Jephthah doesn’t seem to have been an ignorant man, either. His discourse in the earlier portions of Judges 11 indicates a detailed knowledge of Israel’s history and of God’s promises. And let’s not forget, God’s Spirit came upon him before he made his vow and went into battle (Judg. 11:29-30).

So what conclusion are we left with?


Conclusion

Let’s turn back to the account in Judges 11, picking up the story in verse 34:

34 When Jephthah came to his house at Mizpah, there was his daughter, coming out to meet him with timbrels and dancing; and she was his only child. Besides her he had neither son nor daughter.

35 And it came to pass, when he saw her, that he tore his clothes, and said, “Alas, my daughter! You have brought me very low! You are among those who trouble me! For I have given my word to the LORD, and I cannot go back on it.”

36 So she said to him, “My father, if you have given your word to the LORD, do to me according to what has gone out of your mouth, because the LORD has avenged you of your enemies, the people of Ammon.”

37 Then she said to her father, “Let this thing be done for me: let me alone for two months, that I may go and wander on the mountains and bewail my virginity, my friends and I.”

38 So he said, “Go.” And he sent her away for two months; and she went with her friends, and bewailed her virginity on the mountains.

39 And it was so at the end of two months that she returned to her father, and he carried out his vow with her which he had vowed. She knew no man. And it became a custom in Israel

40 that the daughters of Israel went four days each year to lament the daughter of Jephthah the Gileadite.

First, this passage emphasizes to us that Jephthah had no other offspring. His family line would die out with her. Many passages show that the people of the Bible viewed childlessness as a terrible calamity. A curse.

Upon being informed of her father’s vow, Jephthah’s daughter’s first thought was that she would never be married and never have children. She asked her father for two months, not to bewail an impending death, but to bewail her virginity.

Next, we’re told, not that Jephthah killed her and sacrificed her, but that “he carried out his vow with her which he had vowed.” And what did that mean? “She knew no man.” He had vowed to give her to the Lord, and so he couldn’t give her in marriage. She would die childless, and his family line would die with her.

Finally, the passage informs us “that the daughters of Israel went four days each year to lament the daughter of Jephthah the Gileadite.” The Hebrew word translated “lament” is tanah (Strong’s # H8567). It’s seldom used in the Bible, but neither it nor its root word are ever translated as “lament” anywhere else in the Bible. Instead, Gesenius defines it as “to give presents, to distribute gifts.” The root word, H8566, means “to hire.”

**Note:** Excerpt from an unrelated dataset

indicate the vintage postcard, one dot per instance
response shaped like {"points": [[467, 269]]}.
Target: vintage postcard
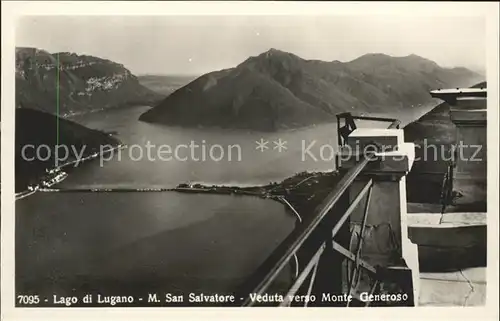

Using this definition of the word, the passage now reads, “the daughters of Israel went four days each year to give gifts to the daughter of Jephthah the Gileadite.” And so it appears that, as long as Jephthah’s daughter remained alive, the women of Israel went each year to honor her and give gifts to her.

Jephthah’s vow remains as a cautionary tale. One should be very careful not to make rash promises or vows. As the apostle James, echoing the words of our Savior, cautioned, “But above all, my brethren, do not swear, either by heaven or by earth or with any other oath. But let your ‘Yes’ be ‘Yes,’ and your ‘No,’ ‘No,’ lest you fall into judgment” (Jam. 5:12).

Nevertheless, no one can vow to disobey our Creator and sin against Him. In such a case, as God warned Judah, all “shall know whose words will stand, Mine or theirs” (Jer. 44:28).